Five-year-old Pedro Roldao's Portuguese parents say multilingual proficiencies and multiculturalism have come without identity confusion. The boy, who has lived in China since he was 6 months old, speaks fluent Chinese, Portuguese and English.
"Chinese is such a difficult language to learn when you're a grown-up. Being able to learn Chinese at such young age is certainly an advantage," his mother Ana Magalhaes says.
"Most kids his age raised in our home country only speak their mother tongue. Our son is exposed to such unique, rich and diverse experiences that'd be impossible back home. He knows a lot of countries and flags because he associates each country and flag with his own friends.
"Living here opens his horizons. We notice our son sees the world as a much smaller place than kids back home."
Her husband Renato Roldao says the couple doesn't share TCKs' parents' identity concerns. That's partly because Pedro spends three months a year in Portugal.
"It's an advantage to have two places he calls home," Magalhaes says.
"Our son says he has his Portuguese home and his Chinese home."
She says that at age 3, he'd tell people he's from China. He cheered for Chinese athletes during the London Olympics.
"We explained to him that we understand he really likes China, but he's Portuguese," his father says.
"Now he says he's Portuguese."
American Nick Golding and Ugandan Julian Kirabo say they've so far mostly discovered advantages to raising 2-year-old Zuri in China.
"I think some day the cultural and language skills she develops may be useful professionally," Golding says.
"More than that, I hope she develops into a tolerant person who's accepting of others and feels comfortable in her own skin. I think that in our more global society, she'll be well equipped to adapt to any major international city."
The couple is taking a wait-and-see approach to downsides.
"It's hard to say ... she's only 2," Golding says.
The current drawbacks, he says, are being far from family and missing holidays.
He believes family is important to cultural transmission.
"It feels a little artificial trying to recreate the atmosphere around important cultural events," he says.
"Also, my wife and I come from different countries and thus have totally different traditions."
Yet third-culture parenthood offers benefits in this realm, he says.

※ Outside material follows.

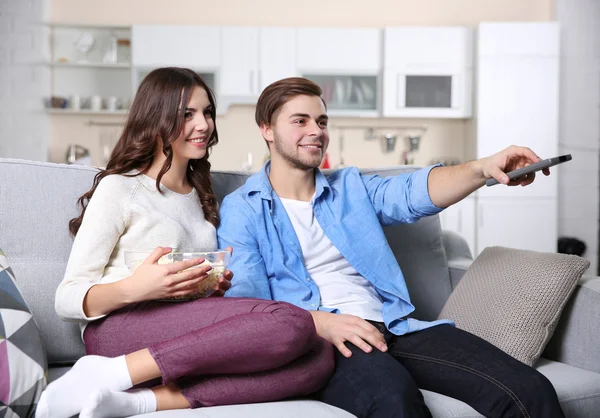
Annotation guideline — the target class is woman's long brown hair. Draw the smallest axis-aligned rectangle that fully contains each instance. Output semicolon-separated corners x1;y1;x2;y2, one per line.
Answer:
69;67;219;235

"For our specific situation of being a couple from two different countries, raising our child in a third country also feels like we're raising her in neutral territory," the father explains.

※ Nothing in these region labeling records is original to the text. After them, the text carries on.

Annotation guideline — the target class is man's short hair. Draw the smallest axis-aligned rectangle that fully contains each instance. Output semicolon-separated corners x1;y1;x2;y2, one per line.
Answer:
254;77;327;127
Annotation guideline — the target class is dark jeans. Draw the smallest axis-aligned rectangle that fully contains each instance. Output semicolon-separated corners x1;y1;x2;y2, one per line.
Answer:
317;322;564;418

"With our own home activities and trips to the US and Uganda, we can make her aware of where she comes from, but she can also be exposed to a new place."
Kirabo says: "We hope these experiences will make her a person who's comfortable wherever she is. That should be a vital skill in this rapidly globalizing world."

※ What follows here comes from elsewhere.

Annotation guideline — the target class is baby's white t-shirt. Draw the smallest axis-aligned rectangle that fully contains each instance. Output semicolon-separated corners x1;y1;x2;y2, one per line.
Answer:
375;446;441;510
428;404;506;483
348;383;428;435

Golding points out that China is still a "fairly homogenous society".
"We're aware our little girl with her brown skin and crazy curly hair will never look like a local," he says.
Kirabo adds: "We just hope she has the language and cultural skills to make good friends and be a part of things as long as we're living here."
They believe she will.
"I think for Zuri, she was always going to be a little different regardless of where she's raised," Golding says.
"She still was going to have Ugandan and American influences that would make her a bit unusual in both places. I think the added experience in China is going to be a plus for her in the future and also makes for a pretty interesting childhood."
Kurt Nagl contributed to this story.